3.3.3 Week 9 – Phase stability & the convex hull
- Formation energies, metastability, hull distance.
- Mapping an entire chemical system.
Exercise: Reconstruct phase diagrams from Materials Project data.
3.4 Unit IV — Learning Properties from Atomic Structure (Weeks 10–12)
3.4.1 Week 10 – Regression on crystal data
- Predicting bandgaps, hardness, elastic moduli.
- Comparing different representation families.
Exercise: Benchmark random forest, GPR, CGCNN on a small dataset.
3.4.2 Week 11 – Machine-learned interatomic potentials
- Overview: GAP, SNAP, MTP, NequIP.
- Role in simulating defects, diffusion, mechanical behavior.
Exercise: Fit a tiny ML potential (ACE or simple SNAP-style) to toy data.
3.4.3 Week 12 – Generative models for materials
- VAEs, diffusion models for crystal generation.
- Constraints: symmetry, stability, charge neutrality.

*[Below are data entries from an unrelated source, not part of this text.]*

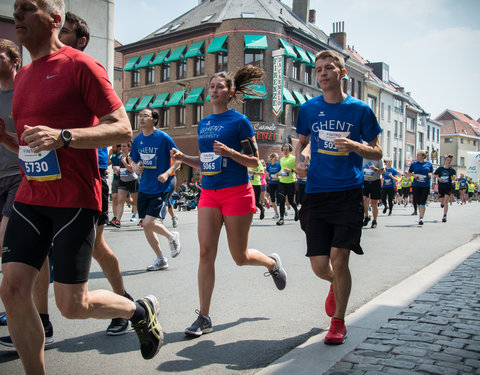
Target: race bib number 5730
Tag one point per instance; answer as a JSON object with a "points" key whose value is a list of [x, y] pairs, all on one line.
{"points": [[42, 166]]}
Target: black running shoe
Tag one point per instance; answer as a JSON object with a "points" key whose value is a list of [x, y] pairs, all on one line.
{"points": [[118, 326], [149, 331], [49, 339], [202, 325], [278, 273]]}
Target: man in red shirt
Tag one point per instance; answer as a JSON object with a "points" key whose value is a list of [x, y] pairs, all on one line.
{"points": [[57, 98]]}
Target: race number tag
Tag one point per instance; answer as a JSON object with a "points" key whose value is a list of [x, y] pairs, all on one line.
{"points": [[42, 166], [149, 161], [326, 145], [210, 163]]}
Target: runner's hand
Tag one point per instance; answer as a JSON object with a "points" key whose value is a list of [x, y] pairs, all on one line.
{"points": [[41, 138]]}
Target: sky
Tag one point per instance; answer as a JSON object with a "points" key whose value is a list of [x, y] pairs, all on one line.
{"points": [[431, 46]]}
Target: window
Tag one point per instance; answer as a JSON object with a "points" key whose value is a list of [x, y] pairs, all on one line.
{"points": [[410, 124], [372, 103], [181, 69], [254, 57], [294, 116], [197, 113], [253, 109], [199, 67], [180, 115], [165, 75], [135, 78], [309, 75], [221, 62], [149, 75], [296, 70], [164, 120]]}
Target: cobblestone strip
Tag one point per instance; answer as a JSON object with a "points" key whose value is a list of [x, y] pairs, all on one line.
{"points": [[439, 333]]}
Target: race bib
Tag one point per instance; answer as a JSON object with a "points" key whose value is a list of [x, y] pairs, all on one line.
{"points": [[326, 145], [149, 161], [421, 177], [210, 163], [41, 166]]}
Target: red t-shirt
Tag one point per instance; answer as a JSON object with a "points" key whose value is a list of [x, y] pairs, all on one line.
{"points": [[64, 90]]}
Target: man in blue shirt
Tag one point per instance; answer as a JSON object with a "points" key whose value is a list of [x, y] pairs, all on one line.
{"points": [[151, 154], [332, 211]]}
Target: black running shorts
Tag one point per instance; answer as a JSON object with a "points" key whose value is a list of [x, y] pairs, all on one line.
{"points": [[332, 219], [372, 189], [69, 233]]}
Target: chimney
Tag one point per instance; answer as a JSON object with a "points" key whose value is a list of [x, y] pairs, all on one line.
{"points": [[300, 8], [339, 34]]}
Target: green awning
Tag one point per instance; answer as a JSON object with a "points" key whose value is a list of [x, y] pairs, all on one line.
{"points": [[255, 42], [176, 54], [195, 50], [144, 102], [302, 55], [299, 96], [145, 61], [130, 104], [176, 98], [160, 58], [217, 45], [262, 92], [287, 97], [312, 57], [160, 100], [289, 52], [131, 63], [194, 96]]}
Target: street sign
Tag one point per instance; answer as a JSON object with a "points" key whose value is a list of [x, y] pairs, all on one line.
{"points": [[277, 90]]}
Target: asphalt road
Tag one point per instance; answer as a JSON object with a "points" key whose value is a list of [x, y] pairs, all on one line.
{"points": [[254, 323]]}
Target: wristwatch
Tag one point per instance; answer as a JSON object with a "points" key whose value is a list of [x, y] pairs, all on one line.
{"points": [[66, 137]]}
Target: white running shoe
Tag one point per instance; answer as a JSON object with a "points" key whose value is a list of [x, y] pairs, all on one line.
{"points": [[159, 264], [174, 244]]}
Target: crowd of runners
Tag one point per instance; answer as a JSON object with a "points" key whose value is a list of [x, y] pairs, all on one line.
{"points": [[63, 123]]}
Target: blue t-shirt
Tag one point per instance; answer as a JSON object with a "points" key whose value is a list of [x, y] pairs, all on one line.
{"points": [[102, 158], [116, 163], [154, 152], [229, 128], [331, 170], [421, 171], [388, 181], [273, 169]]}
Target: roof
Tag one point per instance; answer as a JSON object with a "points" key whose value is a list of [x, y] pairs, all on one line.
{"points": [[450, 114], [457, 127], [217, 11]]}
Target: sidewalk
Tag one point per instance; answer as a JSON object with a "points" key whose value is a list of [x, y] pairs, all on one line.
{"points": [[429, 324]]}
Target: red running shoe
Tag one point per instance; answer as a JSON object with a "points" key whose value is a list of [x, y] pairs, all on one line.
{"points": [[337, 333], [330, 303]]}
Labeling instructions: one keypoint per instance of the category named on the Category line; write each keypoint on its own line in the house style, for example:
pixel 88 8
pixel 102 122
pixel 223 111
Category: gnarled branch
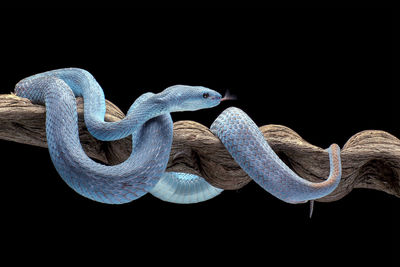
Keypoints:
pixel 370 159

Exercise: Sample a generative model from a pretrained online source; analyze validity.
3.5 Unit V — Mini-Project & Synthesis (Weeks 13–14)
3.5.1 Week 13 – Project workshop
Example projects:
- Predict bandgap from composition + structure representation.
- Identify new stable compounds in a chemical system.
- Build a graph-based model for elastic constants.
- Use ML to approximate formation energies for a ternary subsystem.
- Analyze SOAP fingerprints across polymorphs.
3.5.2 Week 14 – Presentations & Reflection
- Interpreting models: SHAP for materials descriptors.
- Strengths/limitations of materials genomics vs experiment-driven ML.
- How computational and experimental ML meet in modern labs.
4 Learning Outcomes
Students completing this course will be able to:
- Navigate major materials databases and extract relevant structural/property data.
- Represent crystals numerically using descriptors, fingerprints, and graphs.
- Train ML models to predict quantum-mechanical and thermodynamic properties.
- Analyze structural features via symmetry, coordination, and environments.
- Perform high-throughput screening of materials candidates.
- Understand and apply generative models for inorganic crystals.
- Critically evaluate ML results in computational materials discovery.